Se l’astensione è strumento politico attivo

Il quorum al referendum sulla disciplina di rinnovo delle concessioni estrattive entro le 12 miglia nautiche dalla costa non è stato raggiunto. Coloro che volevano e vogliono che alle società sia dato a vita il beneficio di sfruttare il giacimento assegnato, finché esaurimento non li separi, hanno vinto. Quanti pensavano che si dovessero discutere i termini di quell’affidamento allo scadere dei contratti sono stati sconfitti. Io, e non è una novità, ho perso.

A decretare la vittoria sono stati quelli che, consapevoli o meno degli esiti della scelta, hanno deciso di astenersi.
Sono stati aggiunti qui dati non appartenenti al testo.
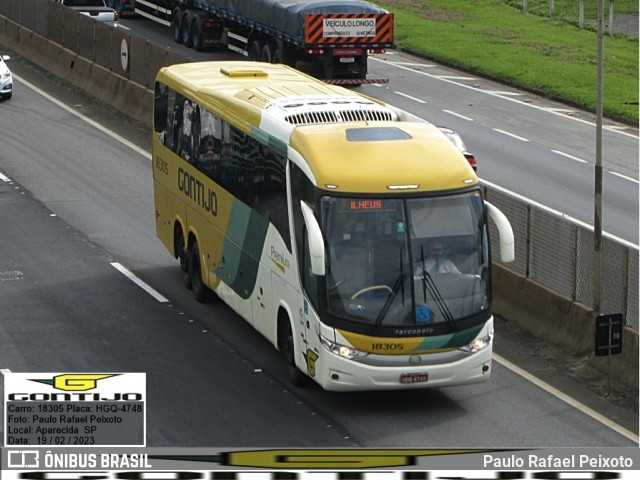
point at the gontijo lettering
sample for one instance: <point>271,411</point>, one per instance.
<point>195,190</point>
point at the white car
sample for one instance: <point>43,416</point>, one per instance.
<point>6,79</point>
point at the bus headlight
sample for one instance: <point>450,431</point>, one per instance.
<point>342,350</point>
<point>478,344</point>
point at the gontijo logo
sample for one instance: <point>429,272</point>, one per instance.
<point>75,382</point>
<point>62,386</point>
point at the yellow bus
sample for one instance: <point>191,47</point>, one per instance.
<point>351,234</point>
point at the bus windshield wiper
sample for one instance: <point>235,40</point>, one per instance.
<point>429,285</point>
<point>398,285</point>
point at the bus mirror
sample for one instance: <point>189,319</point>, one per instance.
<point>314,237</point>
<point>507,251</point>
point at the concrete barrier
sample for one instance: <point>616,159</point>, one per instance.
<point>536,309</point>
<point>560,321</point>
<point>117,91</point>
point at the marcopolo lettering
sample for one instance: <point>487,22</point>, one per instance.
<point>195,190</point>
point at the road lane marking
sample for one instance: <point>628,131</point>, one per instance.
<point>410,97</point>
<point>513,135</point>
<point>577,159</point>
<point>634,180</point>
<point>458,115</point>
<point>147,288</point>
<point>450,79</point>
<point>566,398</point>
Come indicato dal segretario del partito al governo, nonché capo dell’esecutivo, o perché solitamente uso a disertar le urne, chi non ha partecipato ha deciso. Nei referendum abrogativi è così, è la legge. Certo, si potrebbe dire che quelli che han votato per cancellare quella norma sono di più di quanti l’han fatto per eleggere, alle ultime Politiche, chi l’ha voluta o di coloro che, in quelle Europee divenute archetipo dei “cittadini che chiedono le riforme”, almeno stando all’ermeneutica illustrata nel manuale delle giovani classi dirigenti, ma non è così che funziona. O forse sì, dato che gli stessi eletti si sono appellati ai non elettori per aver conferma delle proprie scelte?

Infatti, se l’astensione diventa strumento legittimo e positivo, attivo, per esprimere la volontà politica, in un certo senso, quantomeno in spirito, rischia di esserlo sempre. E di delegittimare quelli che lo usano nel presente e contro cui si potrebbe rivolgere in futuro. D’altronde, lo stesso Terracini citato quale nume tutelare dal Presidente del consiglio nell’illustrazione della sua riforma della Costituzione (quel “sua” stride parlando di Costituzione, ma tant’è, e non è colpa mia), s’interrogò se quel principio del quorum spiegato necessario per le consultazioni referendarie abrogative, e a cui egli era contrario, non fosse a quel punto parimenti essenziale anche per tutte le altre consultazioni. «Non si comprende perché», osservò, «un deputato eletto col voto del trenta per cento degli elettori debba essere riconosciuto come capace di esprimere la volontà di un determinato raggruppamento della popolazione, mentre poi quando il trenta per cento di quel gruppo popolare esprime direttamente la sua volontà, questa non dovrebbe avere valore» (cfr. resoconti seduta del 17 gennaio 1947, II Sottocommissione, Assemblea Costituente).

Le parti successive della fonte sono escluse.